Shell Chooses TechnipFMC For Jackdaw Tieback

Shell Chooses TechnipFMC For Jackdaw Tieback
TechnipFMC has been awarded a significant EPCI contract by Shell for work on the Jackdaw development, located in the UK North Sea.

TechnipFMC has been awarded a significant engineering, procurement, construction, and installation (EPCI) contract by Shell for work on the Jackdaw development, located in the UK part of the North Sea.

TechnipFMC said that the contract covered pipelaying for an 18.5-mile tieback from the new Jackdaw platform to Shell’s Shearwater platform, as well as an associated riser, spoolpieces, subsea structures, and umbilicals.

According to the company, the tieback will use pipe-in-pipe technology, which is designed for high-pressure, high-temperature use.

“We’re excited to embark on this significant project together in the UK North Sea. Our strong technical record and our ability to design, engineer, construct and install were key to our success in winning this award,” Jonathan Landes, President of Subsea at TechnipFMC, stated.

Although TechnipFMC did not provide an exact value of the deal, it said that they consider a significant contract between $75 million and $250 million.
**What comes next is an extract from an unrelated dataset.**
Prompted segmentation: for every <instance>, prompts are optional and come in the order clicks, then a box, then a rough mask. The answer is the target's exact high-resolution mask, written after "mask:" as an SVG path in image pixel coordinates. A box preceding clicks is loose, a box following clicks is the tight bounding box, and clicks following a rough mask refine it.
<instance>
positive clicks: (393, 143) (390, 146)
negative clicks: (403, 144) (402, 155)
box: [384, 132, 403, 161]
As for the Jackdaw project, it will comprise a wellhead platform that is not permanently attended, four production wells, and a 20-mile pipeline from the Jackdaw WHP to the Shearwater gas hub. Peak production from the field is estimated at 40,000 barrels of oil equivalent per day.
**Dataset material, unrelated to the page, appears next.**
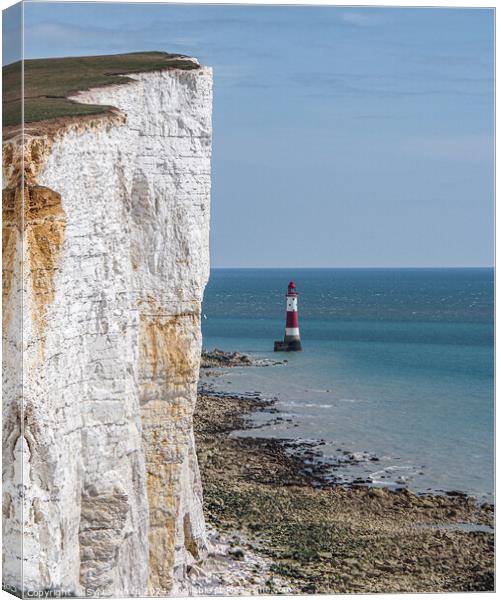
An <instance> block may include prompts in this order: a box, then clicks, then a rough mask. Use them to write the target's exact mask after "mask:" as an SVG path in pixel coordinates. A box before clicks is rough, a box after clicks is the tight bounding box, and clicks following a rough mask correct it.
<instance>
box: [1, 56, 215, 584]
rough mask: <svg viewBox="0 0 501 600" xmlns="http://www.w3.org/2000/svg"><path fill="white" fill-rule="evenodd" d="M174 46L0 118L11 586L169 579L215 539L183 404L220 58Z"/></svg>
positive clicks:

The FID was taken by Shell in late July. The project is expected to come online in the mid-2020s, and at peak production rates, could represent over 6 percent of projected UK North Sea gas production in the middle of this decade, with operational emissions of less than 1 percent of the whole UK basin. That is enough energy to heat 1.4 million homes.

Gas from the Jackdaw field will come ashore at St Fergus, where Shell is involved in the development of the Acorn Carbon Capture and Storage project, which could sequester CO2 from industrial clusters in Scotland, the UK, and northern Europe. The Acorn project could also reform natural gas into low-carbon hydrogen, by capturing and storing CO2.

Jackdaw is part of Shell U.K.’s broader intent to invest $20 to $25 billion in the UK energy system in the next decade, subject to Board approval and stable fiscal policy, with the aim of investing 75 percent in the development of low and zero-carbon products and services.

Aside from this project, Shell intends to build two new floating offshore wind farms around the Scottish coast, which could power six million homes, along with a target of having 100,000 public EV charge points operational in the UK by 2030.